The result of the Labour leadership election will have limited immediate impact on the Scottish Labour Party. While British members face a choice between Labour remaining a force concentrated at Westminster, or continuing on the current trajectory in becoming a mass membership party, active in extra-parliamentary politics, Scottish members are not offered this choice. If Corbyn retains his position as expected this September, the autonomous Scottish party will do all it can to limit this shift. This defence of the status quo will not salvage Scottish Labour.    young-labour

Endorsing Owen Smith, Kezia Dugdale stated that the challenger to Corbyn can appeal to enough voters to lead us to government; a trait that nobody in Scottish Labour evidently possesses. Smith’s alleged ‘credible plans’ to win power at the next election are far removed from the reality of Labour in Scotland, where the party is hardly an opposition-in-waiting, let alone a government. The parliamentary efficiency and smooth leadership promised by Smith is not enough to save Labour from our unmanaged decline; British Labour leaders are viewed at a distance and relying purely on what talent is left in Labour’s disconnected group at Holyrood could not possibly improve our standing.
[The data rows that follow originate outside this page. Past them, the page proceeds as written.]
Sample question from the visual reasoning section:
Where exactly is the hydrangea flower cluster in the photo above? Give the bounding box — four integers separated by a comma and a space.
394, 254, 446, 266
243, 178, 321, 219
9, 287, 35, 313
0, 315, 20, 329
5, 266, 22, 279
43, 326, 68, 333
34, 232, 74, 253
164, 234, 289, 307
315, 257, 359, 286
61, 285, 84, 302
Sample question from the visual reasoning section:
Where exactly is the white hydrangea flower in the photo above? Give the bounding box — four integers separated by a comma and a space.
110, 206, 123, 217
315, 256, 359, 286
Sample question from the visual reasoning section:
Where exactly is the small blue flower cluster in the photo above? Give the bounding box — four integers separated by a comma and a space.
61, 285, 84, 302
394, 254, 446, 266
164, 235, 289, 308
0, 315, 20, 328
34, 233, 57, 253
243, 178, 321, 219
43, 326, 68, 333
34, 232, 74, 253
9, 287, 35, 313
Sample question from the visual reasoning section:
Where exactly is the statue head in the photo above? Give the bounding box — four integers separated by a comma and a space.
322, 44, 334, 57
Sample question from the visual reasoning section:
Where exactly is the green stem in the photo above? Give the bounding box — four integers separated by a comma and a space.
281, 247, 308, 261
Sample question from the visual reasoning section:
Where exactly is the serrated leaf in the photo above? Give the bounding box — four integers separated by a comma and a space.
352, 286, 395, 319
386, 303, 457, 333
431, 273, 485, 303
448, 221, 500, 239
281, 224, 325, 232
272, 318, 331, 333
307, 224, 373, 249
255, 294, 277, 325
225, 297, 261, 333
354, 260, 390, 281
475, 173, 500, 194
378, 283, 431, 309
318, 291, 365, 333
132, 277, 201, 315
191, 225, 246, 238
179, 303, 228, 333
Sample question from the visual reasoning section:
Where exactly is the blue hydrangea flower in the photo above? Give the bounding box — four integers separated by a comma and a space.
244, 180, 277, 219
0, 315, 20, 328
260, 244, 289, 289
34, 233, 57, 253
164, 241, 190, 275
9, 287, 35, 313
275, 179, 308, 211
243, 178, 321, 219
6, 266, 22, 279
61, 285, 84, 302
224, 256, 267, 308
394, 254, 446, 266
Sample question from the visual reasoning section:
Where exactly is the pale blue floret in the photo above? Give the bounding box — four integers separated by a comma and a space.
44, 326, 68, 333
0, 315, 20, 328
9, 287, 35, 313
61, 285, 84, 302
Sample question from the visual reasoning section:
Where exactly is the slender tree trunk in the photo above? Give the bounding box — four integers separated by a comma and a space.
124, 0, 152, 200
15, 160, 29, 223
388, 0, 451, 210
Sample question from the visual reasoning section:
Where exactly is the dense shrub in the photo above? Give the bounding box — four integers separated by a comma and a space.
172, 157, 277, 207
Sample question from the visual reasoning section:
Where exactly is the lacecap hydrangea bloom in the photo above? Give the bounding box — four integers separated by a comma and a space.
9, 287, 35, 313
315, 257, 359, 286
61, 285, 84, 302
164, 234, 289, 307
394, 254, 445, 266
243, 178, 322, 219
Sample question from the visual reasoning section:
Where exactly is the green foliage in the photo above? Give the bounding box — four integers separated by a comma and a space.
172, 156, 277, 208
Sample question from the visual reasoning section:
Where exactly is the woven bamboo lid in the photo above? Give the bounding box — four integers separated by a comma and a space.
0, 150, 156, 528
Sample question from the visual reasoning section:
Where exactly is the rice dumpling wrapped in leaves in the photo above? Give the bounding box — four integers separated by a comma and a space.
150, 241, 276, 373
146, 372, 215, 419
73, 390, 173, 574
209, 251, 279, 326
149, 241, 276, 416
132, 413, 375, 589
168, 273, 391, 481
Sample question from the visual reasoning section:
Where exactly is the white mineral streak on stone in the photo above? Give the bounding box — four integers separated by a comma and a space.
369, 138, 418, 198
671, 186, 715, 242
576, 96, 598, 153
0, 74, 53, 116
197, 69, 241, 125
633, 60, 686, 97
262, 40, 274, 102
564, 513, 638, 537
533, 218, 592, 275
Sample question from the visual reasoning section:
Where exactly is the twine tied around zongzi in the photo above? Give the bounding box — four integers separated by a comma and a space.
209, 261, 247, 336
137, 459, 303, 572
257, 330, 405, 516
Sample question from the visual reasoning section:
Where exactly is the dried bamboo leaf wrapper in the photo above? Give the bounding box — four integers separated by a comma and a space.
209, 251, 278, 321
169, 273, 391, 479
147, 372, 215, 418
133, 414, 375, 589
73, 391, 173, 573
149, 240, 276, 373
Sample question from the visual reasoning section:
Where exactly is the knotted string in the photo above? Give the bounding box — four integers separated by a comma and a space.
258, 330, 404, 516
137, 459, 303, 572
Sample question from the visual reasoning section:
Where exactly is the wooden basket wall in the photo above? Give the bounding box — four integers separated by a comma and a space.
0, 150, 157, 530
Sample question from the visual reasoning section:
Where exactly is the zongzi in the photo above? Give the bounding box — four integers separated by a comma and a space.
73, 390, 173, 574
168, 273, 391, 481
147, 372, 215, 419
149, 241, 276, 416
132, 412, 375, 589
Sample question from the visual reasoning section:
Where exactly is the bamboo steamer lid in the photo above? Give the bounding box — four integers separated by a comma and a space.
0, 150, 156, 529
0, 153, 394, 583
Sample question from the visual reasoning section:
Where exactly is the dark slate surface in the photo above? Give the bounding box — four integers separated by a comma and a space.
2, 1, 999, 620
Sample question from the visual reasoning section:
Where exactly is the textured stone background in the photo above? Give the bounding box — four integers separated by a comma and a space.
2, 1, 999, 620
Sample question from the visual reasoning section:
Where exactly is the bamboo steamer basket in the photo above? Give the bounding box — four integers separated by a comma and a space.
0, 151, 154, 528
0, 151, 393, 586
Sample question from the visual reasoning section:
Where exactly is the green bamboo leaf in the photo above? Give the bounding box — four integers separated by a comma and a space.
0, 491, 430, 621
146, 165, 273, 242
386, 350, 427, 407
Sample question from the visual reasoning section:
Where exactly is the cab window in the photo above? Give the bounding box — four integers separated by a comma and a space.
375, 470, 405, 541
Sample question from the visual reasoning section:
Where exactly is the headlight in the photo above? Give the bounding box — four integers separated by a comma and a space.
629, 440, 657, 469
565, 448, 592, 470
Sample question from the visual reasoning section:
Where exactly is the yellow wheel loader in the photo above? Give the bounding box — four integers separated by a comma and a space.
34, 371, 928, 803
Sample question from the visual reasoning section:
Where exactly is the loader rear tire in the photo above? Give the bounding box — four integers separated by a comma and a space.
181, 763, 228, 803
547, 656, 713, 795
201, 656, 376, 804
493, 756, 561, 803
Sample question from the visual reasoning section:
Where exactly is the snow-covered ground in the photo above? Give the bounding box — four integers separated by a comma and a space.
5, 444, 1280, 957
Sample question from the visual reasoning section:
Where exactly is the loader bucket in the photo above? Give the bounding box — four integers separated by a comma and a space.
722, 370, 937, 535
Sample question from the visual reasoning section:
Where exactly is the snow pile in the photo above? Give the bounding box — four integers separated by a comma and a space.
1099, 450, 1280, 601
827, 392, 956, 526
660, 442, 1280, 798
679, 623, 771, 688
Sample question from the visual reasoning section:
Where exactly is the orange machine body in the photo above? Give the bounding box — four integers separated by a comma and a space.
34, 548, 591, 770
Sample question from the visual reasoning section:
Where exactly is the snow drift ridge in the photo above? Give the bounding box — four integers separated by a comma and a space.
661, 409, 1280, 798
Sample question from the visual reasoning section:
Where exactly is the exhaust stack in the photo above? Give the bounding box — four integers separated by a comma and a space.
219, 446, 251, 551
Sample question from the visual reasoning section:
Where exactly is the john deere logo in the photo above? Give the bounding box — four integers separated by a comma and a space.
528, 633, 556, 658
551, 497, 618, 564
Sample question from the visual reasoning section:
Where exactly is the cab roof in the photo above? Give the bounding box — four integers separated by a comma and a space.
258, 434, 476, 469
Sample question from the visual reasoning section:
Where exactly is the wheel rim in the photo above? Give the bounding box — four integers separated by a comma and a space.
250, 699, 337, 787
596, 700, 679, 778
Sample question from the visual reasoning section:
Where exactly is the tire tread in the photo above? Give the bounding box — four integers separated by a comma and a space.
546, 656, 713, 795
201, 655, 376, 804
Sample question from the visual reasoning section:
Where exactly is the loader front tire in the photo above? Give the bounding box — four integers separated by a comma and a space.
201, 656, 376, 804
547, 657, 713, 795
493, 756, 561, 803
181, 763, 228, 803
What Corbyn represents is likewise divorced from Scottish Labour. While membership has increased considerably, under an apparatus hostile to its ambitions, it has remained largely detached. Scotland’s closest comparison to the forces driving the contemporary transformation of the Labour Party was the surge in support for Scottish Independence. Anger at a political system removed from the concerns of day-to-day life was channelled into support for constitutional change, and then materially into mass SNP membership. Any radical potential this anger possessed has now been absorbed into the parliamentary management of the Scottish state. Labour has been left as neither the political establishment nor the insurgents. Drifting purposelessly into the fringes, the party led by Dugdale finds itself with little else to offer apart from a slightly nicer and fairer way of managing the society they used to maintain.

Yet the root causes of this anger and disenfranchisement which led hundreds of thousands to support for independence have not been resolved; there is an opportunity for a Labour and union voice to offer an explanation of, and a solution to, the fundamental problems within the structure of our economy and institutions. For Scottish Labour to have any chance of recovery, it must seize this chance.

But the party is clueless on how to do so; the narrative we should be expressing is alien to those in the machine, most of our MSPs, and especially to Dugdale. Responding to the crisis in the North Sea, Dugdale stated the government has a responsibility to re-skill the most skilled workers in the country, oblivious to the idea that an economy is largely the result of decisions made by governments and firms. Upon hearing the recent GERS figures stating Scotland has the largest budget deficit in Europe – predominantly because we are too reliant on natural resources and financial services – all Scottish Labour had to offer was self-vindication for their position on independence. At the Scottish Parliament elections earlier this year, the party aimed to outflank the SNP from the left; and whilst the manifestos represented this shift, we were stranded, simply saying we’d increase taxes and printing the word “socialism” on our leaflets.

The further cuts to public services which will be forced by the Scottish Government, and approved by their official opposition, will be felt across Scotland. If Labour is not there making the case for their cessation, voters cannot expect a solution through a Labour administration. Activists on the ground have been making the case for a radical shift in the narrative and the purpose of Scottish Labour, but those in office are afflicted by a deep rooted inertia. MSPs and staffers who have served throughout ‘new’ Labour are not equipped to comprehend, let alone turn around our decline. If Corbyn wins this September, Dugdale and her team will spend even greater effort undermining and resisting the direction the party is travelling, further accelerating our decay. Yet this change is essential to retaining a Labour Party in Scotland.

Neither victory for Corbyn or Smith will transform Scottish Labour and its standing with the public. Activists and members in Scottish Labour must be empowered if we are to turn our situation around. However, Smith and a return to parliamentary manoeuvring as the sole activity of Labour at Westminster, and the subsequent reforms limiting the powers of members and unions, will block any chance of this empowerment. A victory for Corbyn, whilst facilitating this shift, will not guarantee it. Only members organising within the party, dedicated to socialist politics, can.